Third Site by Paul Schütze (Review)

Listening to Third Site has been an education on the meaning of “ambience.”
Third Site - Paul Schütze

This is the third in Schütze’s siteworks projects, which attempt to bring an architecturally interesting location to the senses of the listener through music and read texts. For his third site, the location is architect Peter Zumthor’s thermal baths in Switzerland, beautifully depicted by photographer Christian Lichtenberg in the booklet. From the first words uttered by Thomas Koner (“The central interior mass of water is contained in a depression formed by four submerged flights of steps and by walls which drop directly from the ceiling”) to his last (“In the morning the many pools blind and undisturbed waiting in their cells and terraces like hungry mirrors”), Schütze guides us through the ambience of the thermal baths, attempting to evoke within us our own imaginations. Here we are encouraged to be involved in a way not often possible with ambient music.

Interestingly for a composition by an English speaker, Koner reads the texts in German, so the listener guides themselves through the intricate descriptions. He starts reading beside us, but quickly moves elsewhere in space, and then submerges himself underwater: “Each step, further submerged paints more of this map of the skin.” Schütze’s music is precise and often shocking. Whilst the vibraphone and flutes (played by Schütze and Clive Bell) provide calm and serenity, the guitars (Raoul Bjorkenheim and Simon Hopkins) and electronics pierce the atmosphere as a knife might cut through water.

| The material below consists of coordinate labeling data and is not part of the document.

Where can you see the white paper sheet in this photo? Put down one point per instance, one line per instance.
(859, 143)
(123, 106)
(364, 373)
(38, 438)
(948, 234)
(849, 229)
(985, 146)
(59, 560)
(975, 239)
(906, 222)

On “The Head, The Soles of the Feet, an Arm,” for example, intensity ebbs and flows through (what sounds like) bowed guitars, the sound of water violently hitting the ground and a distant prepared piano. Fifteen minutes later we are returned to the serenity of the surroundings before being once more submerged.

For me, the listening to Third Site has been an education on the meaning of “ambience.” Although often used as a synonym for something that happens in the background, here it might represent an experience which could evoke a place, a time or a climate. Third Site is an example of how far music can take your imagination, if you choose to get involved.